Robust jobs market
Jobless at 48-year low, but wages also fall
Unemployment fell to 3.7% in the first three months of the year – its lowest since 1974 – from 4.1% in the previous quarter as demand for workers remains buoyant.
For the first time ever, there were fewer unemployed people than job vacancies, although the fall in the rate was also down to a rise in the number of people dropping out of the jobs market, the figures showed. The labour force is now 1.03m smaller than it would have been had 2010-2019 trends continued.
Wage rates also fell over the first quarter, according to the data from the Office for National Statistics. Earnings, when adjusted for inflation, dropped by 1.2%.

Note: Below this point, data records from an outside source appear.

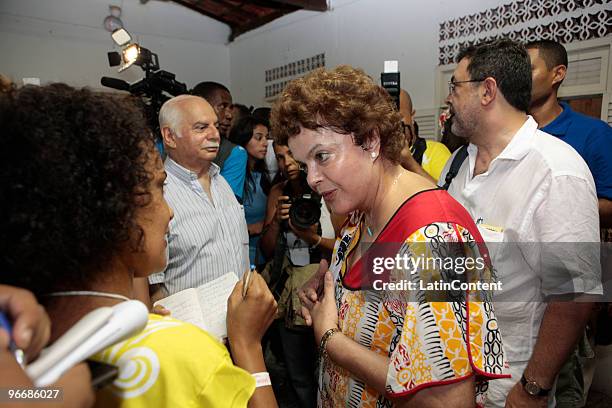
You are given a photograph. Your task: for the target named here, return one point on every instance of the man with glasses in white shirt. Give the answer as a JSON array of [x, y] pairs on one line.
[[534, 201]]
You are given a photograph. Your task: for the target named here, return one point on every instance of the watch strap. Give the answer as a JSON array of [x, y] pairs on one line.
[[539, 391]]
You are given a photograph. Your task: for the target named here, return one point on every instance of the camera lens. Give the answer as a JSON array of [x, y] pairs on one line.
[[305, 211]]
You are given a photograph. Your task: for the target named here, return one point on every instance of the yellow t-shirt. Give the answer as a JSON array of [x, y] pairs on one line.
[[173, 364], [434, 158]]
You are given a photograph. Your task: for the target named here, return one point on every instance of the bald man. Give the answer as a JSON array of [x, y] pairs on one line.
[[422, 156], [208, 234]]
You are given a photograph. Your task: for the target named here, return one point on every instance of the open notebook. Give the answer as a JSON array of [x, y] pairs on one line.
[[204, 306]]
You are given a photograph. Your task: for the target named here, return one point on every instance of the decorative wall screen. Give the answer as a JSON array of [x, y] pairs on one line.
[[583, 72], [277, 78], [527, 20]]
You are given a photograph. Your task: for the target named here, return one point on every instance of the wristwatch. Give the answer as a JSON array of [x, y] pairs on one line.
[[533, 388]]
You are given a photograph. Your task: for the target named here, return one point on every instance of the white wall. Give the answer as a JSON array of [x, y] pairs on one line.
[[64, 40], [361, 33]]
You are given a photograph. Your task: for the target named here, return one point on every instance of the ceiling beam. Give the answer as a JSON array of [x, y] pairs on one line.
[[312, 5], [236, 31]]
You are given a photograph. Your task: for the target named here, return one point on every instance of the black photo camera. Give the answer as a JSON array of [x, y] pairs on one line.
[[305, 208]]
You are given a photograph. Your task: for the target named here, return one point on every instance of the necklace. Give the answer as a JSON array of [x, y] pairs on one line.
[[88, 293]]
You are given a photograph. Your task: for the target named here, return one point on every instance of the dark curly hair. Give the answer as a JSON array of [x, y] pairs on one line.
[[507, 62], [72, 175], [344, 100], [240, 134]]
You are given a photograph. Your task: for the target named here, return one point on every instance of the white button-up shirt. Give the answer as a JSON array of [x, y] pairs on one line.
[[537, 209], [207, 239]]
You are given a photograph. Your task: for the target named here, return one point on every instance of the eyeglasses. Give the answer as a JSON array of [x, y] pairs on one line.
[[453, 84], [303, 167]]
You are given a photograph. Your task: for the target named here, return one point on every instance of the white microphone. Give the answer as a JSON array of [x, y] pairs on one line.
[[96, 331]]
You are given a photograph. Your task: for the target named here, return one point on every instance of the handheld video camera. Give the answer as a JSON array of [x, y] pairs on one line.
[[152, 89]]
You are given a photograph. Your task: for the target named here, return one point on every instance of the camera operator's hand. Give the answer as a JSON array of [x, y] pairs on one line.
[[308, 235], [282, 209], [311, 291], [31, 325]]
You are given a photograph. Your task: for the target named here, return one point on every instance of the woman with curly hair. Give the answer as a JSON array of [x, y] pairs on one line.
[[82, 195], [410, 346], [252, 134]]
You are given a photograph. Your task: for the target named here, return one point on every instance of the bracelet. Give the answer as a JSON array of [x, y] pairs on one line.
[[326, 336], [262, 379]]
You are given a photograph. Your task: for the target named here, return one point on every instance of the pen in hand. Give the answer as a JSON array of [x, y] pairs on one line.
[[17, 352], [247, 280]]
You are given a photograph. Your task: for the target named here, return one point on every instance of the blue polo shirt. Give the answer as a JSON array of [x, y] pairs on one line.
[[592, 139]]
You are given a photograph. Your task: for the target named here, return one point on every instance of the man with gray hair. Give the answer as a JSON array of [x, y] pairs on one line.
[[208, 234]]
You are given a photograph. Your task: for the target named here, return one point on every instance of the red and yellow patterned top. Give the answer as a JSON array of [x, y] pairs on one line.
[[423, 332]]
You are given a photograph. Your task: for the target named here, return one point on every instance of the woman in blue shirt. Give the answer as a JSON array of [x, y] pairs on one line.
[[252, 134]]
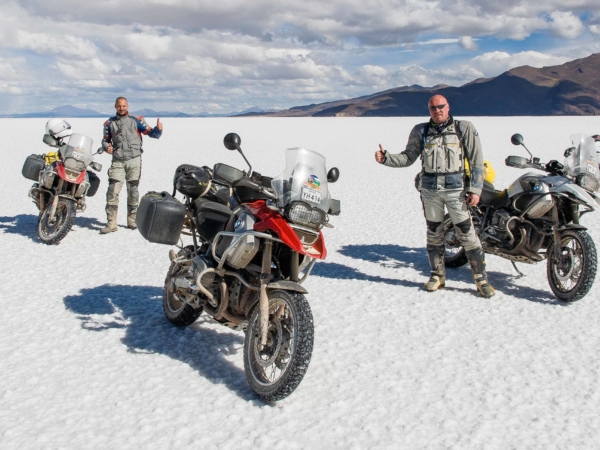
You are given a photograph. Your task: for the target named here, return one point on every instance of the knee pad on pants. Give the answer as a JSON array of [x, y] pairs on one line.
[[112, 194], [464, 226], [432, 227]]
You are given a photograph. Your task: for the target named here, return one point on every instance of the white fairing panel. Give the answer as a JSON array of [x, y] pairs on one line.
[[79, 147], [304, 179]]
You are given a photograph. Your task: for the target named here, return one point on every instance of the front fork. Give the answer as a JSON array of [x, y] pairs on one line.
[[55, 201], [265, 277]]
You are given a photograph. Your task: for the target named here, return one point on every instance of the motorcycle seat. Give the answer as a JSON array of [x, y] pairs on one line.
[[492, 197]]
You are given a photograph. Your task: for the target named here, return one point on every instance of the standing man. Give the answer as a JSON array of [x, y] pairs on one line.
[[123, 139], [443, 145]]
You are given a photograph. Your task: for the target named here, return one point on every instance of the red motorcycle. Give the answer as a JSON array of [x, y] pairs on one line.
[[254, 242]]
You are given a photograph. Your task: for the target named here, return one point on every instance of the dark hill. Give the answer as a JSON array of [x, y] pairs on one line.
[[572, 88]]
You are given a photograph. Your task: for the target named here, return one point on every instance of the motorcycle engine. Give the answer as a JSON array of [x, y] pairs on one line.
[[199, 265], [499, 225]]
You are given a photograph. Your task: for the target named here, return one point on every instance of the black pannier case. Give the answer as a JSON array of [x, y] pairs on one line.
[[94, 183], [211, 218], [160, 218], [32, 167]]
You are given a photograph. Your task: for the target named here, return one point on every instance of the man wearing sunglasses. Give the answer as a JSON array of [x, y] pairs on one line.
[[444, 144]]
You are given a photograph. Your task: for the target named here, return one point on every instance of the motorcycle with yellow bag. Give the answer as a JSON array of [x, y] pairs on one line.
[[62, 181], [538, 217]]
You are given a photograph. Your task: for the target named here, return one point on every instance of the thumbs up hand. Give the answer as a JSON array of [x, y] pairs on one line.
[[380, 155]]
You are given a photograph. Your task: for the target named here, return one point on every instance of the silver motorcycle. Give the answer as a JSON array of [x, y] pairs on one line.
[[538, 218]]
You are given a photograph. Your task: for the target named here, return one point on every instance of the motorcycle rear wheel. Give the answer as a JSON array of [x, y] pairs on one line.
[[177, 312], [572, 275], [276, 370], [455, 255], [52, 232]]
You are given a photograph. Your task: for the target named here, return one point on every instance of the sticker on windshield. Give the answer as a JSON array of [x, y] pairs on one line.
[[313, 182], [591, 168], [311, 195]]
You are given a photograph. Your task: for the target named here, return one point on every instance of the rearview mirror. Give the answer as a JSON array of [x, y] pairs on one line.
[[224, 173], [516, 139], [232, 141], [333, 175], [516, 161], [49, 140]]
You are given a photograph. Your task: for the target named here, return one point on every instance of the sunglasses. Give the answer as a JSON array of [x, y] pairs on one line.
[[440, 107]]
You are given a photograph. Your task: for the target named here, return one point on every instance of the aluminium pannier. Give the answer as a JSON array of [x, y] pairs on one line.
[[160, 218]]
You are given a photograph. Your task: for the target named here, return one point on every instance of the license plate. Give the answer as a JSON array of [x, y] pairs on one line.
[[311, 195]]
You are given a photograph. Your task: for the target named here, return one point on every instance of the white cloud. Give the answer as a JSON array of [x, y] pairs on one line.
[[275, 52], [374, 76], [467, 43], [565, 25], [46, 44], [494, 63]]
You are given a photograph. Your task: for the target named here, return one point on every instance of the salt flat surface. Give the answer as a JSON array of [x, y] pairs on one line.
[[87, 360]]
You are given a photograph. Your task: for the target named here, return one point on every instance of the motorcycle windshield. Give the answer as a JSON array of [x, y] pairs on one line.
[[79, 147], [581, 158], [304, 179]]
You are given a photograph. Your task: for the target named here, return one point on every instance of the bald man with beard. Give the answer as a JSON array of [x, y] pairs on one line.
[[443, 144]]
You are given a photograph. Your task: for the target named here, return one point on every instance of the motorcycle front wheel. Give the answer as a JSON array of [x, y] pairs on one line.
[[53, 231], [454, 253], [276, 370], [572, 273]]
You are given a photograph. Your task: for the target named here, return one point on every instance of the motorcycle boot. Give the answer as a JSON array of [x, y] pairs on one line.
[[477, 261], [131, 216], [111, 220], [438, 269], [132, 203]]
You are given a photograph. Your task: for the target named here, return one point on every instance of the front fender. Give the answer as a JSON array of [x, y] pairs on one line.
[[572, 226], [287, 286]]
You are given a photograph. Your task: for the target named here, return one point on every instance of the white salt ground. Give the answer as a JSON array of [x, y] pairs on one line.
[[89, 362]]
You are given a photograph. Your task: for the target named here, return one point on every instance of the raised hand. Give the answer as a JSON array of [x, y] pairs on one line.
[[380, 155]]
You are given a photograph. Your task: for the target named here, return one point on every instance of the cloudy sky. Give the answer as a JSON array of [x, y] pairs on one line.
[[206, 56]]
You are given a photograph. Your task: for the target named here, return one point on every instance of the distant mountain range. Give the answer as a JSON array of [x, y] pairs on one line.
[[572, 88], [68, 111], [569, 89]]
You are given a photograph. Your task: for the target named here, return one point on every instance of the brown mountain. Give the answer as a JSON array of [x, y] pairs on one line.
[[572, 88]]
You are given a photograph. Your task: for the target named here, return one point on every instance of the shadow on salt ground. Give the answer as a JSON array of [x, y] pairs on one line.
[[26, 225], [89, 222], [138, 310], [397, 256], [22, 224]]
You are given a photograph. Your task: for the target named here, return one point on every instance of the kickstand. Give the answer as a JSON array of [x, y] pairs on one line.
[[518, 271]]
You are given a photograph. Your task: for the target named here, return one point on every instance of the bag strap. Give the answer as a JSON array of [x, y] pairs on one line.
[[425, 132]]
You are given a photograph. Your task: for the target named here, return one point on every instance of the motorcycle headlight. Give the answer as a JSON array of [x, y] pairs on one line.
[[303, 214], [588, 181]]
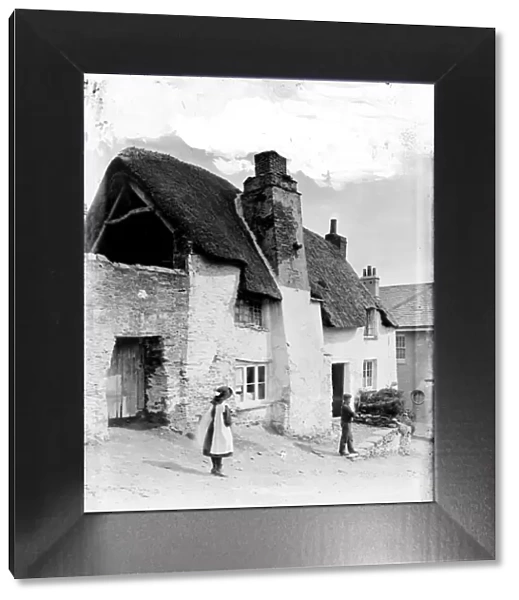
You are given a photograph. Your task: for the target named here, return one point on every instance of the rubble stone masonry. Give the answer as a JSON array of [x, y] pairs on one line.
[[131, 301]]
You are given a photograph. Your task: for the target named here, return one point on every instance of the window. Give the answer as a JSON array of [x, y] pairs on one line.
[[248, 312], [368, 374], [370, 327], [400, 347], [418, 397], [251, 383]]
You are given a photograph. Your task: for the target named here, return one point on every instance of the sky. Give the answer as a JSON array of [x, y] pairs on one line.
[[362, 153]]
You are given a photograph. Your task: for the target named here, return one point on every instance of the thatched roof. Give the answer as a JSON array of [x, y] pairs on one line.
[[412, 304], [334, 281], [198, 203]]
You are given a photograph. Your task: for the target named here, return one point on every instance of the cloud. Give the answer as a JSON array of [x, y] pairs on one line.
[[333, 132]]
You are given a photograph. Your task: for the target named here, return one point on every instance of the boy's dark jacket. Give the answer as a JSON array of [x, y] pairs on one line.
[[346, 414]]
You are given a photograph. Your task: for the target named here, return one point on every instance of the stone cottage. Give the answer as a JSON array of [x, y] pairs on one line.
[[413, 307], [191, 284]]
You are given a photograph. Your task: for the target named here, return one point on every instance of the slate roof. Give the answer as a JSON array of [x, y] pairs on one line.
[[411, 304], [334, 281]]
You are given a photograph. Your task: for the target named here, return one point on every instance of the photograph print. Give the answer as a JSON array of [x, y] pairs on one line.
[[258, 293]]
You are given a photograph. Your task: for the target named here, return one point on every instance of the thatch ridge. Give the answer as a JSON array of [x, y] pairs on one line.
[[334, 281], [193, 200]]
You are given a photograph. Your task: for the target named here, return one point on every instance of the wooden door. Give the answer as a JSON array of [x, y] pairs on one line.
[[338, 388], [128, 373]]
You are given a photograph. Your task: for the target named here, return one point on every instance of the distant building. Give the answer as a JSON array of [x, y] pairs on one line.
[[412, 307], [191, 284]]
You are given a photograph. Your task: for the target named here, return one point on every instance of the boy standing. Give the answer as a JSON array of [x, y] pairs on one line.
[[347, 414]]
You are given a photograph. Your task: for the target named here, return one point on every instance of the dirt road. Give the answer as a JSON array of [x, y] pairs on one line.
[[157, 469]]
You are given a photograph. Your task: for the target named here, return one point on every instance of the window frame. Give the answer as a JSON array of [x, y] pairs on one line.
[[370, 328], [249, 312], [373, 376], [401, 359], [260, 378]]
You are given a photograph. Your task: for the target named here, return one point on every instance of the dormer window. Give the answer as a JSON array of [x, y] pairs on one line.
[[370, 329], [248, 311]]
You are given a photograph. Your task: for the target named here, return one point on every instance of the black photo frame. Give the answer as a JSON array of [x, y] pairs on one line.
[[49, 534]]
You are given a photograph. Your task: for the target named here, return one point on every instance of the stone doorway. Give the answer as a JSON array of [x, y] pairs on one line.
[[340, 386], [136, 383]]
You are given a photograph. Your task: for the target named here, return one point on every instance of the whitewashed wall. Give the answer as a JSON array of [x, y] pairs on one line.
[[350, 346]]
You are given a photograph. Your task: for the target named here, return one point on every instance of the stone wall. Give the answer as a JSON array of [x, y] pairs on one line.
[[416, 373], [132, 301]]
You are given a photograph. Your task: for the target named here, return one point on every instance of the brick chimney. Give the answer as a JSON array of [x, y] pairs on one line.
[[370, 280], [339, 241], [272, 208]]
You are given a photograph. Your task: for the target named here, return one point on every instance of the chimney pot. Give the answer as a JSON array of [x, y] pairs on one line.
[[270, 163]]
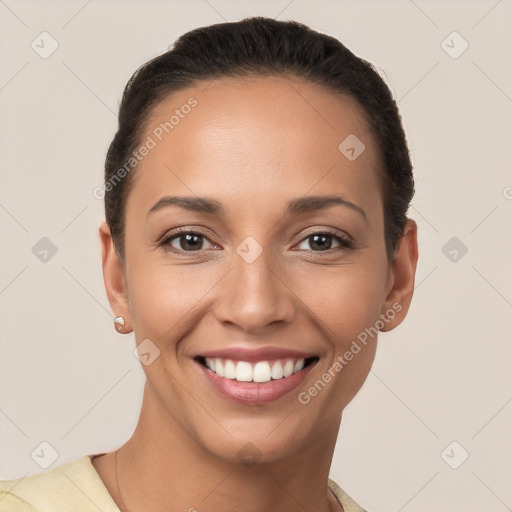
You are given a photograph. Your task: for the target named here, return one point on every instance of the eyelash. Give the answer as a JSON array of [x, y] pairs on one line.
[[345, 242]]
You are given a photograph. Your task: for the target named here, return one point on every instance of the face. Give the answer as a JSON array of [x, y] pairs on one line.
[[254, 290]]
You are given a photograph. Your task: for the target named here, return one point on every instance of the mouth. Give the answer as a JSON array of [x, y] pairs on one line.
[[260, 371], [255, 380]]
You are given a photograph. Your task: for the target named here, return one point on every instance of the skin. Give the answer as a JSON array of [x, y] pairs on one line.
[[253, 145]]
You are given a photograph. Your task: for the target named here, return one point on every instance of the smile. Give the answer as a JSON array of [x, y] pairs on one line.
[[255, 377], [260, 371]]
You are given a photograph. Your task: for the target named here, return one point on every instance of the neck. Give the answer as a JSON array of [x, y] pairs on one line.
[[163, 469]]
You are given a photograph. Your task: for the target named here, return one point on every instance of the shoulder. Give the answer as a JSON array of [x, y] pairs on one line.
[[349, 505], [75, 484]]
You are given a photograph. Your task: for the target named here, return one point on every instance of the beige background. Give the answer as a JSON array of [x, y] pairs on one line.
[[68, 379]]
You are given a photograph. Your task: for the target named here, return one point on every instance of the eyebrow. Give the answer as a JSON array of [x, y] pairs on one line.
[[294, 207]]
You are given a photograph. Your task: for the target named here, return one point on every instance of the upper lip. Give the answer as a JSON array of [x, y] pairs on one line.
[[258, 354]]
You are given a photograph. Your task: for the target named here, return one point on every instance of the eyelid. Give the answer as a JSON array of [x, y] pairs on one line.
[[345, 240]]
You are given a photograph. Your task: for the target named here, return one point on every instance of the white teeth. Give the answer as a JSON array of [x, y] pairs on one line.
[[277, 370], [262, 371], [243, 372], [298, 365], [288, 368], [229, 370], [219, 367]]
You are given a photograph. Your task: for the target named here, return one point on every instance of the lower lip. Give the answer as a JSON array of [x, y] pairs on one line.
[[255, 393]]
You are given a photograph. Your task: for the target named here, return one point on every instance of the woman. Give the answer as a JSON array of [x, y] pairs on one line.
[[256, 241]]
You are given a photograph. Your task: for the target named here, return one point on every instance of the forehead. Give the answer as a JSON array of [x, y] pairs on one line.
[[255, 138]]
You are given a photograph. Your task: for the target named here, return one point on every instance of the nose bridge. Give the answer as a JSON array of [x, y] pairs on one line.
[[255, 294]]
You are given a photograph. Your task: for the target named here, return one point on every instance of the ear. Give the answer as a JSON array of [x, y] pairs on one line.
[[114, 278], [401, 277]]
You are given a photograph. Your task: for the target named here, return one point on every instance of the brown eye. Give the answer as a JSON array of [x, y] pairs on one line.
[[323, 242], [187, 241]]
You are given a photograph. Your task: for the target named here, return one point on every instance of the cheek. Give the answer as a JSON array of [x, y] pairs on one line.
[[165, 297]]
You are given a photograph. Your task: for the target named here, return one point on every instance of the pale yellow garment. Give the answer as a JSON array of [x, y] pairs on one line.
[[77, 487]]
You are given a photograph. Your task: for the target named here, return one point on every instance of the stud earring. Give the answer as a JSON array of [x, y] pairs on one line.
[[119, 323]]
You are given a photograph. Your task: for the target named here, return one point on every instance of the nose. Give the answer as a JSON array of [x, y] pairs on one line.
[[255, 294]]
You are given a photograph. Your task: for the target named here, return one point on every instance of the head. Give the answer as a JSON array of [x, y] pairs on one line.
[[250, 122]]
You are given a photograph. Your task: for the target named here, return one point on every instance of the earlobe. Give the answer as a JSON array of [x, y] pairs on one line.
[[403, 272], [113, 277]]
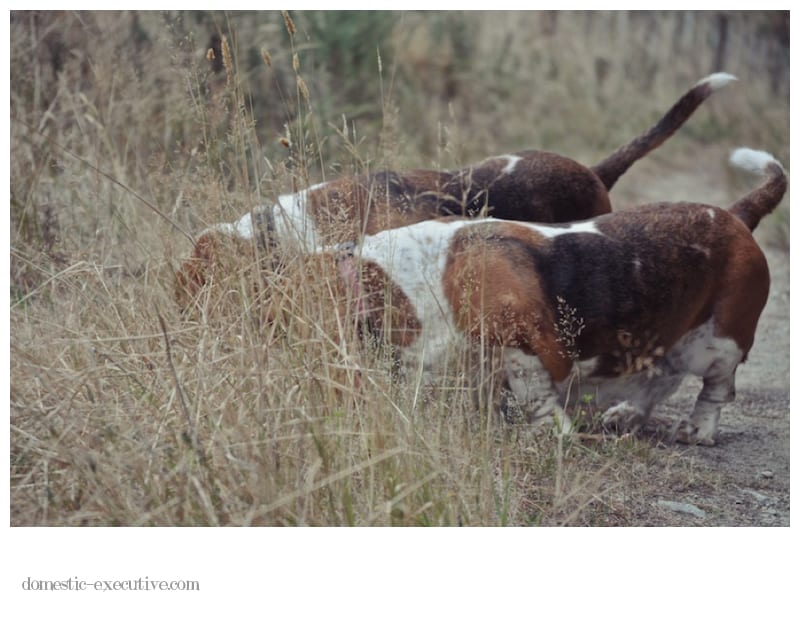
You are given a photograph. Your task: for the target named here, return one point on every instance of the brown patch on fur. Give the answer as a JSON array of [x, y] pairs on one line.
[[497, 296]]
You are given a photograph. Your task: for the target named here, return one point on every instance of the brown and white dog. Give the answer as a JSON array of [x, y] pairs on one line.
[[621, 306], [526, 186]]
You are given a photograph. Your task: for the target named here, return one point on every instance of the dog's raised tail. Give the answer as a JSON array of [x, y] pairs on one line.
[[612, 167], [760, 202]]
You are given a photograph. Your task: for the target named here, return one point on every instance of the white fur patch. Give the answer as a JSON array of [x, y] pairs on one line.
[[551, 231], [293, 225], [414, 257], [754, 161], [699, 352], [512, 159], [717, 80]]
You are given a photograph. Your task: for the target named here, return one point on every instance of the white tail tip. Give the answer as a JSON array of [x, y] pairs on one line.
[[717, 80], [755, 161]]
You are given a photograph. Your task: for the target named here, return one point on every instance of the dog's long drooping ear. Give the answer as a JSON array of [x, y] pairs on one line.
[[612, 167]]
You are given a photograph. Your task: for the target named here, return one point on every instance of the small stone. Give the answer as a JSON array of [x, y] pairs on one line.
[[684, 508], [759, 497]]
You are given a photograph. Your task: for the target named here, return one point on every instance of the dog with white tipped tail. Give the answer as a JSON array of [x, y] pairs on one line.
[[621, 307], [531, 185]]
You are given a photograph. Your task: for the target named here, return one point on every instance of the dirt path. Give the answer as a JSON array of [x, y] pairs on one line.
[[747, 472], [744, 479]]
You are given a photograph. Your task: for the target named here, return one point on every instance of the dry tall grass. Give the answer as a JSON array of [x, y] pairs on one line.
[[127, 136]]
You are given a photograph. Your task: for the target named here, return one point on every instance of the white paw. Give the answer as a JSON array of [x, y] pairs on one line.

The unemployment rate in Scotland hit a record low of 3.2%, down 0.9% on the previous quarter. The number of people unemployed in Scotland hit 88,000, a record low since the current labour force survey series began in 1992.
Scotland had an estimated employment rate of 75.6%, an increase of 1.4% over the quarter. Scotland’s employment rate was slightly below the UK rate of 75.7%.
Chancellor Rishi Sunak said: “The unprecedented support we provided through our Plan for Jobs has led to the jobs market remaining robust despite global challenges, with the unemployment rate near record-lows and the number of payrolled employees at a record high.
“I understand that these are anxious times for people, but it’s reassuring that fewer people are out of work than was previously feared, and we are helping them to keep more of their hard-earned money through tax cuts, changes to Universal Credit and support with household bills worth £22 billion this financial year.”
Suren Thiru, head of economics at the British Chambers of Commerce, said: “The headline figures more reflect several distorting factors, including rising economic inactivity, rather than the reality on the ground.
“Record jobs vacancies highlight the perilous hiring crunch facing businesses. With rising economic inactivity confirming that the UK workforce is shrinking, labour shortages are likely to persistently drag on UK growth by stifling firms’ ability to operate at full capacity.”
Commenting on the Scottish data, Stuart McIntyre of the University of Strathclyde’s Fraser of Allander Institute, said: “In a number of ways, the Scottish labour market is back to its pre-pandemic levels of activity. Rates of employment, economic inactivity and unemployment are in line with – or slightly better than – where they were at the same point in 2019.
“The big challenge remains weak pay growth, and in turn the cost of living crisis facing families across the country. After we take account of rising inflation, average pay across the UK fell 1.2% over the past year. It is only when we include bonus payments that inflation adjusted pay grew over the past 12 months.
“Bonus payments are becoming an increasingly common feature of the job market at the moment as businesses across the economy compete for workers by offering joining bonuses, but what matters for living standards over the longer term is growth in regular pay.”